Mechanical properties and microstructure evolution of Ti2AlC under compression in 25-1100 °C temperature range

This study investigates the effects of the initial grain size and temperature (ranging from room temperature to 1100 degrees C) on the mechanical properties and microstructure evolution of Ti2AlC MAX phase. A Hall-Petch like relationship is observed between compressive strength and the grain size below brittle-to-plastic transition temperature (BPTT). However, the compressive strength of fine-grained MAX phase decreases more rapidly with increasing temperature resulting in inverse Hall-Petch effect above BPTT. Results from postmortem EBSD analysis reveal complex microstructural evolution in both fine- and coarse-grained microstructures during loading at different temperatures. The pronounced drop in compressive strength for fine-grained microstructures at temperatures close to BPTT is attributed to creep induced grain boundary sliding resulting in texture development with more grains oriented for easy slip.

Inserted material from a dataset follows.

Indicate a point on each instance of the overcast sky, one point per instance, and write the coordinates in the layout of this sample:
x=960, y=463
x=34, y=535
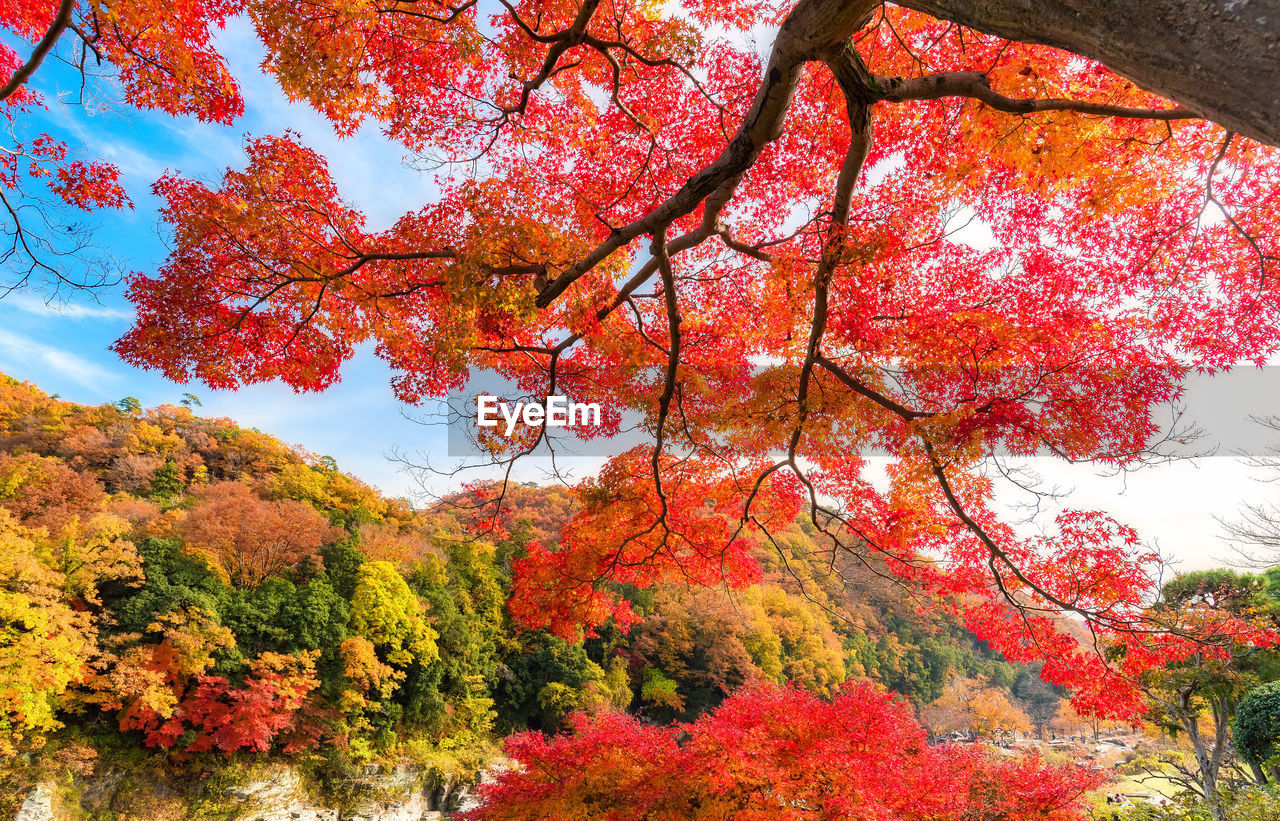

In coarse-grained microstructures, no significant texture development is observed even though grain refinement occurs at all temperatures. A mathematical model has also been formulated to predict the experimentally observed grain size and temperature dependent variation in the compressive strength of Ti2AlC over a wide range of grain sizes and test temperatures. The mathematical model accounts for the competing effects of Hall-Petch strengthening and high temperature creep induced softening mechanisms. (C) 2020 Acta Materialia Inc. Published by Elsevier Ltd. All rights reserved.